I’m too tired for much math, but I think my sleep totals about 5 hours: broken up into 4 different segments. No wonder I’m a zombie and cranky as hell.


When I’ve brought up this sleep issue to people in the know, they’ve all said, “3 months is the magic number for babies. Something just happens at 3 months and they start sleeping much better.” “If you can make it to 3 months, you’re golden.” “3 months is when the baby will start sleeping 5-6 hour stretches.” “Hang in there: she’s almost 3 months old and that’s when she’ll start sleeping longer.”


Maelin was 3 months old last Friday.


There are all sorts of “magic” solutions to help a baby sleep longer.

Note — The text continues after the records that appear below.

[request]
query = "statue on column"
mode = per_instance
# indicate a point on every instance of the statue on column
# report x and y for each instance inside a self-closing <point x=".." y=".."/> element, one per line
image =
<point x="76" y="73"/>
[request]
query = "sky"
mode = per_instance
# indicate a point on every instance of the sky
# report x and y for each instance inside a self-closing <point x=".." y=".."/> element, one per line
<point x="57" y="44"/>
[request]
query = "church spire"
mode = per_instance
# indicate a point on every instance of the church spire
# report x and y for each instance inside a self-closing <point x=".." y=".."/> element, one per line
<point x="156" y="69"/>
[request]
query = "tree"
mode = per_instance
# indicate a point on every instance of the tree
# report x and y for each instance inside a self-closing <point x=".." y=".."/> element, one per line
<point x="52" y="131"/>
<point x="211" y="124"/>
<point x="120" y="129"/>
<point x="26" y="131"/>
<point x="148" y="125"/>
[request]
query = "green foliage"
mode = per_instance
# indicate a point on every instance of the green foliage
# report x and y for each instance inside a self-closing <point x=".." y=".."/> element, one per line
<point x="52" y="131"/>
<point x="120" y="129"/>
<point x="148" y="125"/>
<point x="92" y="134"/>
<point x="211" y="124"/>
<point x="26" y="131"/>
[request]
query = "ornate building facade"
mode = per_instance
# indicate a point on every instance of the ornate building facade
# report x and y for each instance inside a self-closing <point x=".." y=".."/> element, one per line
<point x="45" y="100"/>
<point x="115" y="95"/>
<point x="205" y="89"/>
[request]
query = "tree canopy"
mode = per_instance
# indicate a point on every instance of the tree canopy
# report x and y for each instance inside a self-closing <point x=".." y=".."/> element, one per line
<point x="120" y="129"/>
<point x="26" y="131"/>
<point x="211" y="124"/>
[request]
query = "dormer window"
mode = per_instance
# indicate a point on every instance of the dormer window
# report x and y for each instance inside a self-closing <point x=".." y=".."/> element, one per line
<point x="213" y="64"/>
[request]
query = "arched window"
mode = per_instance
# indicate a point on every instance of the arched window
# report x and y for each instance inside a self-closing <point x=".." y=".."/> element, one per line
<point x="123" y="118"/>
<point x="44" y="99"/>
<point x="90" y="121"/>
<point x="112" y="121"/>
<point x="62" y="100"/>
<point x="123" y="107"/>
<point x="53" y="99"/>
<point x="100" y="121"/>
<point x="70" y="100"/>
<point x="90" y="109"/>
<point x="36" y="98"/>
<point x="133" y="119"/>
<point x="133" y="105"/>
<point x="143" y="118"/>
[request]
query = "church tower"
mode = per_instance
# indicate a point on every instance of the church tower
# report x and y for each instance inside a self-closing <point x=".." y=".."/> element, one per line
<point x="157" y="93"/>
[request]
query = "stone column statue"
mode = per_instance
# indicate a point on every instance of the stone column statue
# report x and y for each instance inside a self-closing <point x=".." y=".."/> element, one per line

I’ve heard of the “put cereal in her bottle before bed” trick, the “let her cry it out in 15 minute increments” trick, the “babywise trick of starving her during the day so she eats lots at night and therefore sleeps better” trick, etc. I wouldn’t mind putting cereal in her nighttime bottle that Kevin gives her, but our Dr. says not to give her any solids until she’s at least 4 months old. That’s another 4 weeks of this. I go back to work soon: how in the world am I going to function with 25 7-year-olds if I have minutes of sleep every night?


I don’t think there’s much of a solution for me. Parenting is all about patience, so I’ve been told. So I’ll continue to wake up all night long until the little darling decides to start sleeping for longer stretches. In the meantime, if you’re up at 2am, 5am, 7am, 9am, etc…send me an instant message. It’ll be less lonely.

2 comments:

Anonymous said...

It DOES get better... ;) I think the lack of sleep is what got to me most (and no family or alone time)... it was heaven just to get a few minutes to go to the store alone, LOL!

Anonymous said...

Now you know why some cultures used lack of sleep as a form of torture!

Actually around 3 months, babies ususally get a growth spurt, so that is why she could be eating more again at night. Once the spurt is over, she'll start sleeping longer again, until the next spurt.

You are discovering that "they" are great at giving general advice, but too bad the babies don't read this- each baby is different, and has a mind of his / her own.

Cole still wakes up at least once to eat, and he is 13 months. Hang in there-

PS. Good advice about not giving solids- I have been told 6 months-the sooner you introduce solids, the higher the risk of developing allergies. Cole was so hungry though, we started him w/ solids at 5 months.